St Patrick’s Day Recipe: Ashford Castle’s Bread and Butter Pudding
Best enjoyed with a pint of Guinness
Wondering how to celebrate St Patrick’s Day at home this year? Try your hand at this bread and butter pudding recipe from Philippe Farineau, executive chef at Ashford Castle in Ireland.
Recipe: Ashford Castle’s Bread and Butter Pudding
- 500ml cream
- 1 vanilla pod or 1 tsp of vanilla extract
- 3 whole eggs
- 3 egg yolks
- 3 tbsp of golden sugar
- 500g of 2-day old brioche
- 75g butter
- 75g peanut butter
- 3 bananas (sliced)
- 75g currants
- 1 measure of Baileys Irish Cream
- Zest of ½ lemon
- 2x tbsp of demerera sugar
- Preheat the oven to 160°C.
- Pour the Baileys over the currants to soak.
- Heat the milk with vanilla and lemon to just off the boil and remove from the heat.

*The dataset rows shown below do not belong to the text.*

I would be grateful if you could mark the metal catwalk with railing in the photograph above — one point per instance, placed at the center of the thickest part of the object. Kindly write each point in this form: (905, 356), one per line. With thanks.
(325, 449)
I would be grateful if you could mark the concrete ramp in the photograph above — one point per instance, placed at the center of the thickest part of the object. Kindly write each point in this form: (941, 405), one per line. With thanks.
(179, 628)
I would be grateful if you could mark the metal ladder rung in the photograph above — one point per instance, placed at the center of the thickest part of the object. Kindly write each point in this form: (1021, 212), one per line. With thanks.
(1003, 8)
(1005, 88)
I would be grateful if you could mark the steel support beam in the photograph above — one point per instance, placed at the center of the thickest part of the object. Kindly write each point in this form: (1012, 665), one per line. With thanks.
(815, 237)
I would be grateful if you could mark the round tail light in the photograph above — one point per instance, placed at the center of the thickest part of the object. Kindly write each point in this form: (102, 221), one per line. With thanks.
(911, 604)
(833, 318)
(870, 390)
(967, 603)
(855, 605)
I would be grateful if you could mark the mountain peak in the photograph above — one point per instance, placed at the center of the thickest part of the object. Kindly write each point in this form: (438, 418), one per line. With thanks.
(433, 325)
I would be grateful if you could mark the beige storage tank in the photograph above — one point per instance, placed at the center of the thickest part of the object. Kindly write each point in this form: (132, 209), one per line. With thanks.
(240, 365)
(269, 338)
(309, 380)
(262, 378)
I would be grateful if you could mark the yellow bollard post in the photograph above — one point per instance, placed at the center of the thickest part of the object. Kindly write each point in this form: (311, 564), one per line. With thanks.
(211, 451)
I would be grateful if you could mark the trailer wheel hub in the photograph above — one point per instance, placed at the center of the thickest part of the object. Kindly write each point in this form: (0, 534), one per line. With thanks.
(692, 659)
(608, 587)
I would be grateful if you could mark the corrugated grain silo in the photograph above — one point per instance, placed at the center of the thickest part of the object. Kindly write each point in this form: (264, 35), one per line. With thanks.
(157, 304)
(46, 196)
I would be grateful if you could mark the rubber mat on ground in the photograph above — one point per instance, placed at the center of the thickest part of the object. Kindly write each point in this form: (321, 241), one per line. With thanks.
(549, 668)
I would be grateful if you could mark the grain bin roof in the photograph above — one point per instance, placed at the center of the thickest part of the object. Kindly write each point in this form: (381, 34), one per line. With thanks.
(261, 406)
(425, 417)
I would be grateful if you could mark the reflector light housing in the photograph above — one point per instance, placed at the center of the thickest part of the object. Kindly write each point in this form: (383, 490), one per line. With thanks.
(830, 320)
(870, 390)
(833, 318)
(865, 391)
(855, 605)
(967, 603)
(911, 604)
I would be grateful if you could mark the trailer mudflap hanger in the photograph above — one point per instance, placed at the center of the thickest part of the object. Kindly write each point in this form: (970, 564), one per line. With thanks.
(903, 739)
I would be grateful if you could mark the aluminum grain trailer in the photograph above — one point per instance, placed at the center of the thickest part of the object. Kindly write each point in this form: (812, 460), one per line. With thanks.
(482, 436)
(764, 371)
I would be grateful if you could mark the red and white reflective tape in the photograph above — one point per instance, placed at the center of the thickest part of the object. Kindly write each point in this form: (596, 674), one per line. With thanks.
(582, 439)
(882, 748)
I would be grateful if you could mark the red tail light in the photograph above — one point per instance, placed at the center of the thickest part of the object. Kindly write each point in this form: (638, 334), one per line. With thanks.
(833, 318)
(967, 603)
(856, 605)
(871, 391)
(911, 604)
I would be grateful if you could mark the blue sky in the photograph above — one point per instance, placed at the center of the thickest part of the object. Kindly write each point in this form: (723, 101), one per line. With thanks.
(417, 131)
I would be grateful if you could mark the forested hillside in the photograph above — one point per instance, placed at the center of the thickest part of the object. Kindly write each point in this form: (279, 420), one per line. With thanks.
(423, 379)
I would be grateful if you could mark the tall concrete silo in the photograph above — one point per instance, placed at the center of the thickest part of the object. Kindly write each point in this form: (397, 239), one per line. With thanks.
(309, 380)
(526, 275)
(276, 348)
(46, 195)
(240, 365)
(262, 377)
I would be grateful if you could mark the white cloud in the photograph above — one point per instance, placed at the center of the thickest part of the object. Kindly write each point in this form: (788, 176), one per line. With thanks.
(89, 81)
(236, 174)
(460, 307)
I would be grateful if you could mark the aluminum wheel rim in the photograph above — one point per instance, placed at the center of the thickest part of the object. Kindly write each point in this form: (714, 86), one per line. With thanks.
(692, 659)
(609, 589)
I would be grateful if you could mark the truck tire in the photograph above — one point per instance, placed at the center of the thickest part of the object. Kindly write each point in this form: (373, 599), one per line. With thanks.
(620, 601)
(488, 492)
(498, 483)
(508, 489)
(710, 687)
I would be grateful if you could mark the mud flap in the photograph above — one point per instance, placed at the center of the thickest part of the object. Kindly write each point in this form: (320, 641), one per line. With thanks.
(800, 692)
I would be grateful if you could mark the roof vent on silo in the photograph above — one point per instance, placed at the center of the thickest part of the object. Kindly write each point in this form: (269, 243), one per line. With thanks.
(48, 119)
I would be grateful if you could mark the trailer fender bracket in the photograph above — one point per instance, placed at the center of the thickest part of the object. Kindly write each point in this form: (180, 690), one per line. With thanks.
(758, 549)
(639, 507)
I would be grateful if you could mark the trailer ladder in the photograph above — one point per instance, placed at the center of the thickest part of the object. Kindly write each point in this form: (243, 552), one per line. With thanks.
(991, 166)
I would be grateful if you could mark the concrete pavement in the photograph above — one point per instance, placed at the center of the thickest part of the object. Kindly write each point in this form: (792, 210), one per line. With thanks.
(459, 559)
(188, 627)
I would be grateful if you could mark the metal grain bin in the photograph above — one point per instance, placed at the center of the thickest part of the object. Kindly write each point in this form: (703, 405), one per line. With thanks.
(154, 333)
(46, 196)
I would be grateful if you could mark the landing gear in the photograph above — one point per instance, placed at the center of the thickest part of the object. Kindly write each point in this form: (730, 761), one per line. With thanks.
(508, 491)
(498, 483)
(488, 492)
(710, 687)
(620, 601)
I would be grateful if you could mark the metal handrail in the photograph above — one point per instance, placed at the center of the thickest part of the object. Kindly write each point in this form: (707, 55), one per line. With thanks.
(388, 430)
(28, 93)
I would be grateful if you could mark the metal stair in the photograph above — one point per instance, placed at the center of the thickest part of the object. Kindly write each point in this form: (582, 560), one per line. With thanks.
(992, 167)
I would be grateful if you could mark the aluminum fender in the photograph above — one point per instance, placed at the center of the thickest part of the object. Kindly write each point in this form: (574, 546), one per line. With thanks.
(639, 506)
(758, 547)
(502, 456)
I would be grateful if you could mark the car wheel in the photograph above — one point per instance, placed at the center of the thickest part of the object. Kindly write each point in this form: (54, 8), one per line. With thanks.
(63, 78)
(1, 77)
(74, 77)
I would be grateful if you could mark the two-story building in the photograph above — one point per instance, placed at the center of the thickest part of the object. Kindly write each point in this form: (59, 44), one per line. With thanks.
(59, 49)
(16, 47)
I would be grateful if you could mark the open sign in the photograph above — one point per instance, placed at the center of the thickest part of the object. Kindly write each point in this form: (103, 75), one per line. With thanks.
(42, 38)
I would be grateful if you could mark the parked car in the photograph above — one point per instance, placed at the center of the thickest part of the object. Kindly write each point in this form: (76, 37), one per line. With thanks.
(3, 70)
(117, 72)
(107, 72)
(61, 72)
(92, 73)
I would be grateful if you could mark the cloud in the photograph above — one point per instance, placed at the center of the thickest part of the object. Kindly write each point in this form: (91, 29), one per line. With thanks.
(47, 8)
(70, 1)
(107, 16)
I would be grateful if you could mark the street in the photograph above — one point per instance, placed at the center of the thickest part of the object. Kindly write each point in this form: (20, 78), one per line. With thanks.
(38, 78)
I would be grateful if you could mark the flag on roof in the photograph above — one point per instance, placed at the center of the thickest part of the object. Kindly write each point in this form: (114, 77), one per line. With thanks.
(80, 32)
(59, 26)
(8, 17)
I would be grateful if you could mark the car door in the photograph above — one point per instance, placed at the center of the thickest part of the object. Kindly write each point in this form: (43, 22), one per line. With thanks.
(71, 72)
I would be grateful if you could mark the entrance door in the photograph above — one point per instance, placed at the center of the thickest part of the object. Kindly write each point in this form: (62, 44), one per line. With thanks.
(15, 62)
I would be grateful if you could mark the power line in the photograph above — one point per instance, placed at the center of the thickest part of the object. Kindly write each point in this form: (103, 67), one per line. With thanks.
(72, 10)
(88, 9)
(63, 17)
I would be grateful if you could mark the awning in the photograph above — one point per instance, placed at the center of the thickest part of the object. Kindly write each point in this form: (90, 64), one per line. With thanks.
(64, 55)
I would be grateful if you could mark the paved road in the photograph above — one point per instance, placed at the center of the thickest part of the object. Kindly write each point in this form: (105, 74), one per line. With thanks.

Leave to infuse .
- Slice the brioche into 1cm slices and spread the butter on one side and peanut butter on the other and set to one side.
- Next, make your custard by whisking together the eggs, yolks and golden sugar and then slowly whisk in the infused milk.
- Grease an oven-friendly dish or four ramekins with some butter.
- Press a slice of bread firmly into the bottom of the dish or ramekin and arrange the bananas on top of the bread, followed by a sprinkling of Baileys, currants and a ladle of custard.
- Repeat step seven until the bowl is almost full.
- Sprinkle with demerara sugar and cook in a bain-marie for 20 minutes.
- Serve with generous lashings of vanilla ice cream or lemon curd.
TOP TIP: Treat yourself to a chilled glass of Baileys Irish Cream on the rocks to wash it down – St. Paddy’s Day style!